Outro aspecto que, não raro, a opinião pública entende como altamente controvertido é o rigor eventualmente verificado nas ações contra terroristas.
Nas primeiras horas de 14 de outubro de 2001, um domingo, um dos líderes do Hamas, Abdel Rahman Hamad, após haver concluído as suas preces, colocou-se de pé na cobertura de sua casa. Numa fração de segundo, viu-se alvejado no peito por dois projéteis que o mataram instantaneamente. Esta ação executada por um atirador de escol israelense, foi o coroamento de uma operação de inteligência de alguns meses. Abdel Hamad era o coordenador das ações envolvendo o emprego de terroristas suicidas de sua organização.

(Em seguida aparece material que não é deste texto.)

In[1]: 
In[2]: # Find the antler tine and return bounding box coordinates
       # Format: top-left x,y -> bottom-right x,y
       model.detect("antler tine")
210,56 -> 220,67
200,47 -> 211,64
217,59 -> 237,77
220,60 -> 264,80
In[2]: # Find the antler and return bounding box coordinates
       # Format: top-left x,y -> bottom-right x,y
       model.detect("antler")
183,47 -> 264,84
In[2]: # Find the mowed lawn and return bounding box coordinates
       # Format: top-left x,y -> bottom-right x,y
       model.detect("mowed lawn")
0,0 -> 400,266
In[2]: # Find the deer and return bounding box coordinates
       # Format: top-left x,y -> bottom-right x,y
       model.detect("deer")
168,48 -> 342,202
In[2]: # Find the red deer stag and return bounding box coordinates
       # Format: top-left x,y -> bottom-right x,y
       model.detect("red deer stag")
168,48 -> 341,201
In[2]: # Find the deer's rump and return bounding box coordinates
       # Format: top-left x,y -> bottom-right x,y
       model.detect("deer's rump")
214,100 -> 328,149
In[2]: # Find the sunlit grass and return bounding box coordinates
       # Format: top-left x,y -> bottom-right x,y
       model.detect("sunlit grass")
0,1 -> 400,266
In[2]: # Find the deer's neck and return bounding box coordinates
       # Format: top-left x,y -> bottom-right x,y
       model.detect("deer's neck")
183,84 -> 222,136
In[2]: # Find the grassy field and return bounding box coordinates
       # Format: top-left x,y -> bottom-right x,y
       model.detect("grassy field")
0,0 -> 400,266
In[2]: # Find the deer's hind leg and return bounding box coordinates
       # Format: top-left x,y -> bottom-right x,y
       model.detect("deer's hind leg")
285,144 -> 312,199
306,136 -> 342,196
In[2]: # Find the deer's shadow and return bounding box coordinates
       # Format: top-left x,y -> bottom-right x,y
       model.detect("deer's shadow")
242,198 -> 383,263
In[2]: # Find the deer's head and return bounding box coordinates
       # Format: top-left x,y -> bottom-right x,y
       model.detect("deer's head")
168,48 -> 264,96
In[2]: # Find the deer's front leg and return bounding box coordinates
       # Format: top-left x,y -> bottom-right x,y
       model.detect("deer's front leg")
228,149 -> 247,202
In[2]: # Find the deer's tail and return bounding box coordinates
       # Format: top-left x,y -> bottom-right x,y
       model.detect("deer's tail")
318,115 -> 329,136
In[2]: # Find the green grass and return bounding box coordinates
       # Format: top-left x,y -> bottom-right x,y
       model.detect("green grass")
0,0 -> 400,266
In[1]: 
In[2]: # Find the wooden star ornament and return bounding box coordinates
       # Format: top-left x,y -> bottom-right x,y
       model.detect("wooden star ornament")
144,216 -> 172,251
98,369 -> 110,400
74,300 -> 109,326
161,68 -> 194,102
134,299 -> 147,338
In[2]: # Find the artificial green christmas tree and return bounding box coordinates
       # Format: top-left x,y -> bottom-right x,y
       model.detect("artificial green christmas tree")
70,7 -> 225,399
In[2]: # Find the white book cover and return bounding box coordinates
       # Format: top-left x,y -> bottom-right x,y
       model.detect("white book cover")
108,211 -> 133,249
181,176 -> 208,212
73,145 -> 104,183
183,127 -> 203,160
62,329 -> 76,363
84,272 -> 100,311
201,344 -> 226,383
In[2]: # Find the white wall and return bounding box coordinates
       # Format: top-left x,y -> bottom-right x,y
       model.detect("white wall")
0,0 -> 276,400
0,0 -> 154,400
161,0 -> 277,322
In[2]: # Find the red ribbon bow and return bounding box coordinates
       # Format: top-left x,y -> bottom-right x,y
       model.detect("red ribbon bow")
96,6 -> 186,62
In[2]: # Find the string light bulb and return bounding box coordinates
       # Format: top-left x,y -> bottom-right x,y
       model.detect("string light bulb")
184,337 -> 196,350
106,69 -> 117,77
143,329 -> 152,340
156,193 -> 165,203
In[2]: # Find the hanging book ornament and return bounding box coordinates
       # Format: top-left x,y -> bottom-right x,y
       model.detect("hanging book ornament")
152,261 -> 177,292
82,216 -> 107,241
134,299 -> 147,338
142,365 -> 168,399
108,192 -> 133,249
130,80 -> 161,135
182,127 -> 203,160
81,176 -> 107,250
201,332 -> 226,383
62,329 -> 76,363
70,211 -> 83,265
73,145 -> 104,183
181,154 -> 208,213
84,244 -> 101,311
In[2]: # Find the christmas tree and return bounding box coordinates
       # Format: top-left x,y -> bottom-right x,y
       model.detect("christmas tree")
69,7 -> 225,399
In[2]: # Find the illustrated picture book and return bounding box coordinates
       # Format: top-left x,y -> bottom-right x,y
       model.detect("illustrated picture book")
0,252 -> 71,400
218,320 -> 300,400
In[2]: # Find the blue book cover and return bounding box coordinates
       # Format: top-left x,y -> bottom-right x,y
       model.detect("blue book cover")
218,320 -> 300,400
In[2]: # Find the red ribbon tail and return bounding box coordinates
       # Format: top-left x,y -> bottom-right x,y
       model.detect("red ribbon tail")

Eventos como esse caracterizam um programa, identificado na mídia internacional como “targeted killing” , conduzido pelos órgãos de segurança israelenses, extremamente relevante no contexto de sua campanha de contraterrorismo. É importante ressaltar que as autoridades israelenses jamais confirmaram a existência de tal programa. As críticas a essa forma de conduzir “a guerra contra o terror” têm se mostrado bastante contundentes e originam-se em diferentes partes do mundo, inclusive nos EUA (muito embora tenham arrefecido nesse País, após o 11 de setembro).
Não há dúvida de que procedimentos dessa natureza contrariam ostensivamente qualquer política de direitos humanos, bem como estão em confronto direto com as leis internacionais. O dilema em questão é como os órgãos de segurança vão aproveitar de forma compensadora as raras oportunidades de golpear decisivamente as organizações terroristas que combatem, ao mesmo tempo em que evitem que os líderes capturados venham a ser objeto de ações terroristas futuras, que demandem a sua libertação em troca por reféns?
Destaque-se que as situações de resgate de reféns são as mais críticas a serem enfrentadas no contexto das operações contraterrorismo. Estas não permitem outra opção que não uma ação rápida e violenta, baseada na surpresa e na ação de choque, que não possibilite aos terroristas qualquer reação contra os reféns. Não é por mero diletantismo que as mais capacitadas unidades de Forças Especiais do mundo adestram-se intensiva e o mais realisticamente possível, num tipo de instalação internacionalmente conhecida como “killing house”, visando estarem preparadas para eventos dessa natureza.
A verdade é que tanto as operações preventivas quanto as repressivas, frequentemente se deparam com complexas situações onde está presente uma desconfortável ambiguidade naquilo que se refere aos aspectos legais e morais. E a realidade tem demonstrado que as decisões críticas a serem tomadas devem estar nas mãos de autoridades absolutamente conscientes de sua responsabilidade no que se refere ao êxito ou ao fracasso do combate ao terrorismo.